On Monday, Trudeau said that, “I made a mistake. I am sincerely sorry for not having removed myself from the discussions.”

“Because of my participation with WE Charity I should have recused myself.”

He said he was aware of his family’s involvement with WE Charity, the third party chosen to help match students to non-profits and charities to provide them with summer work during the COVID-19 pandemic.

Reportedly, Trudeau’s mother, brother and wife all did work for WE Charity and received compensation for it.

Trudeau said that he was aware his mother had worked for years with WE but did not know the details of how much she was getting paid and he “deeply regrets” bringing his mother in the situation that is “deeply unfair to her.”

“I got into politics to help shape politics for the better and create opportunities for young people to serve. We had to get creative with a range of programs and to help young people,” the prime minister said.

He added that his family’s connection to WE Charity not only created “unnecessary controversy,” but young people who are facing a difficult time with finding employment for the summer have to wait “a little longer” to get those opportunities to serve.

Trudeau acknowledged that it must be “frustrating” for students.
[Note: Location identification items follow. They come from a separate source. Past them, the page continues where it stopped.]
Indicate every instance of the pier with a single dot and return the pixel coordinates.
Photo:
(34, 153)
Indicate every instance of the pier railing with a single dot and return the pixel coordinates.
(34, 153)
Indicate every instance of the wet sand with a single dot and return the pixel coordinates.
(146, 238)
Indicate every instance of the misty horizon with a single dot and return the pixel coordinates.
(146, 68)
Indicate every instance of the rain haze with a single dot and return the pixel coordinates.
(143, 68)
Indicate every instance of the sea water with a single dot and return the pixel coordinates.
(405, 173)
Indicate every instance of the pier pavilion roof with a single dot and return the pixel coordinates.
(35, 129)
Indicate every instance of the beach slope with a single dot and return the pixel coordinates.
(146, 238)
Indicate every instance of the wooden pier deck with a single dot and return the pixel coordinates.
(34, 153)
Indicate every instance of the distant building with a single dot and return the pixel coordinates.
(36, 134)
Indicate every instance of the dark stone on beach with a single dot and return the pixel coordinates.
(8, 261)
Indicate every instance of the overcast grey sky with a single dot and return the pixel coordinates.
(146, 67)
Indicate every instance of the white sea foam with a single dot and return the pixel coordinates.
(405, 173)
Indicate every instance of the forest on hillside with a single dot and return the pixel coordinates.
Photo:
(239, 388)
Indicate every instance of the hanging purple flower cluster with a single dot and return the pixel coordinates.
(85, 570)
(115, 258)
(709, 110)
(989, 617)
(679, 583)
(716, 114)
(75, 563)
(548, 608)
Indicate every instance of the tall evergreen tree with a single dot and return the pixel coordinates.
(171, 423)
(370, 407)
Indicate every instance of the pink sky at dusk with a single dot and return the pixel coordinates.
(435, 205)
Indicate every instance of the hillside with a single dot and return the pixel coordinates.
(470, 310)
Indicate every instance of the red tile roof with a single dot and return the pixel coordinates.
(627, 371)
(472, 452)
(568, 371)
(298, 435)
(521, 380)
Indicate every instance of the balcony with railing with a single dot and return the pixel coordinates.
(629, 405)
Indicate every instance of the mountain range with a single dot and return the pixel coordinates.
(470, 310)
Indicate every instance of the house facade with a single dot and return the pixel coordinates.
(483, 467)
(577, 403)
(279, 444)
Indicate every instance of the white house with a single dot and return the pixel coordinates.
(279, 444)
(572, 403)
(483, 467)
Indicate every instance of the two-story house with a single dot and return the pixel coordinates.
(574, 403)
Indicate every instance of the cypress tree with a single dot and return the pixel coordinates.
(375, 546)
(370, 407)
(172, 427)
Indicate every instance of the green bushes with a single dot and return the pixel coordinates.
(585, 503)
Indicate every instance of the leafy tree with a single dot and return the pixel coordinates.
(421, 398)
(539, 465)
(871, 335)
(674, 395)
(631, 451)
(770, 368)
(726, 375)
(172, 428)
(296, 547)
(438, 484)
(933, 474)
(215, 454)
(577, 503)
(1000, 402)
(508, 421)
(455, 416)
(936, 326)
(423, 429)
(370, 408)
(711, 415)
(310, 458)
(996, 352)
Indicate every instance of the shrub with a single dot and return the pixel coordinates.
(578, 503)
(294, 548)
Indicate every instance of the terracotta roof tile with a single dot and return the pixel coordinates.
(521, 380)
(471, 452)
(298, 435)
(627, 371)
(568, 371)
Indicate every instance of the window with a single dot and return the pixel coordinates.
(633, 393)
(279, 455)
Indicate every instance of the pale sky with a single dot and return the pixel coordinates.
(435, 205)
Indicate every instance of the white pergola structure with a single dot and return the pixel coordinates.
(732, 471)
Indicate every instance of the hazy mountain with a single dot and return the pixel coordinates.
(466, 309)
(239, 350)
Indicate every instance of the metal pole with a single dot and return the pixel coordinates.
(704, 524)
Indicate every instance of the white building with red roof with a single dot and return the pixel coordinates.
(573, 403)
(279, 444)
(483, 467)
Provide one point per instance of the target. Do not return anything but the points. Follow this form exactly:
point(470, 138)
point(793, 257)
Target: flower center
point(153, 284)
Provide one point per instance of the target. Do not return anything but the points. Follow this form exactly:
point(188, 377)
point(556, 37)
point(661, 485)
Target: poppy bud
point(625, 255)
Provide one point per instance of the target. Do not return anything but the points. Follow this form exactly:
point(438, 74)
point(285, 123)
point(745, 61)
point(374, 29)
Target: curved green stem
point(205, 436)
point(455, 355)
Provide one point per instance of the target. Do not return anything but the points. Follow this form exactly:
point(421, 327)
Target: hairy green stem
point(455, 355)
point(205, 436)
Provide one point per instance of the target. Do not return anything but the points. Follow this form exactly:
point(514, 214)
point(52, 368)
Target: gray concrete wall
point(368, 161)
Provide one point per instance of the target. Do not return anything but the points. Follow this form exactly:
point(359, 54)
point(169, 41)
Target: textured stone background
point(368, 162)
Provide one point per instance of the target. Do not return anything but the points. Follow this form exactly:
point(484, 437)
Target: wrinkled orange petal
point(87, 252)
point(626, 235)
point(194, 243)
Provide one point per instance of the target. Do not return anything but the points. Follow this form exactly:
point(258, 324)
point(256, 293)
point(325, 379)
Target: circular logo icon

WE Charity has returned the $20 million initially given by the government to help administer the program.

The prime minister also said that the situation has not panned out the way he hoped and promised to continue to “work hard”  to deliver programs and services to Canadians.

“Young people will continue to step up and serve their communities. From the beginning, we had to move in creative ways and work with a range of partners. The mistake we made was on me,” Trudeau said.

The news of WE’s departure was first announced on July 3.

The charity was helping with the government’s Canada Student Service Grant, which provides students with one-time payments of up to $5,000 for volunteering in COVID-19 pandemic related programs.

The service grant was going to be administered by WE Charity, an international organization that would screen, train, and match applicants with opportunities and distribute the grants.

The decision by the government to have the third party involved in administering these work opportunities, was due to the charities reach and scope.

The federal government will now distribute the grants even though they do not have the same “connections” to the smaller charities, which is where WE was supposed to help.

Trudeau also announced that the wage subsidy will be extended to December, with more news on the subject to come later this week.